You could, but that would cause other bulbs in the remaining string of 46 to burn out prematurely. Also with a 3 wire string, you need to be able to figure out where to connect the wire (or the resistance described below to bypass the open bulbs. With some of the strings I've seen, the twisted wires make that too damn hard in my opinion.
Regarding premature burnout and resistors to replace the bulbs: Each bulb in the original string of 50 drops a certain amount of voltage. If the original string contains only bulbs and wires, then each bulb drops ~ 2.4 volts (120/50). With 4 bulbs gone, you want to find another way to drop ~9.6 (4*2.4) volts. Otherwise, the 46 bulbs are each subjected to voltage a bit higher than normal, and will burn out more quickly.
Probably easiest to buy another string, but if you want to proceed and use a resistance to drop the voltage, you'll need to measure the current drawn by a fully operational string. That will be I in the formula E = IR. Solving for R: R = E/I. E is the voltage drop, assumed to be 9.6 volts. It would be better to measure the voltage drop across 4 bulbs in the fully operational string, and use that measurement for E in the formula. R is the resistance required to drop E volts at I current. The wattage dissipated would be I^2*R and the resistor(s) would need to be rated at least twice that for a safety factor. Since the resistance might touch flammable material, you probably want a lot higher rating. More on that follows.

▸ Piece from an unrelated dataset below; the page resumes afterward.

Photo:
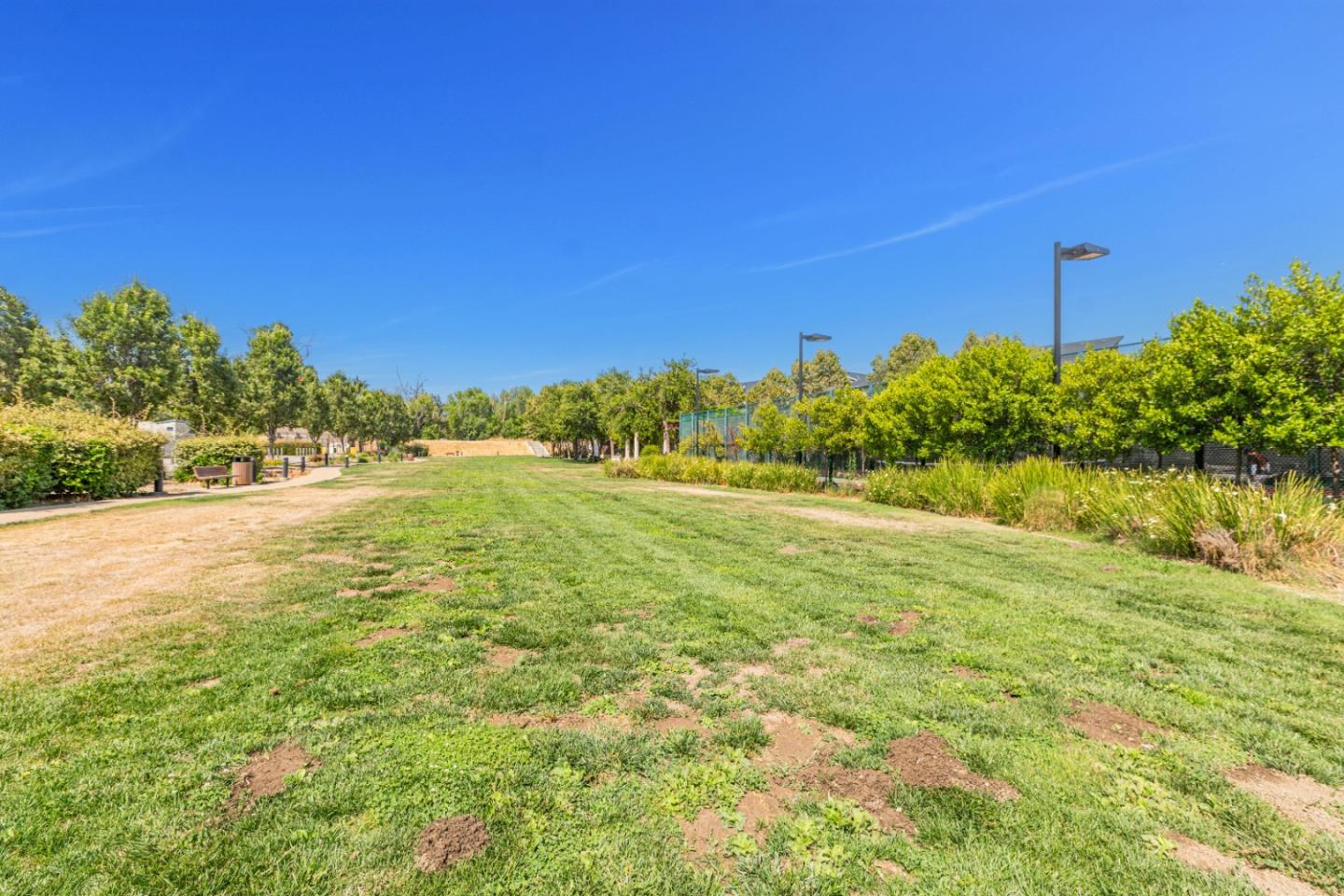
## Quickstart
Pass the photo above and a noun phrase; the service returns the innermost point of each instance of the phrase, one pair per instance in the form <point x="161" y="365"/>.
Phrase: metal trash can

I don't know the specifics of your string, so I'll make up a value for I: 200 mA. Using 200 mA and 9.6 volts, the required resistance would be 9.6/.2 or 48 ohms, and the power dissipated would be 1.92 watts. I'd use 5 ten ohm, one watt resistors in series. That way the dissipation would be spread across 5 resistors which would keep the temperature lower. Whatever the actual number turn out to be, you want to spread the heat out over a large enough area to keep the temperature well within safe limits.
Replacing the bad bulbs with identical new bulbs, or replacing the string, avoids all of that.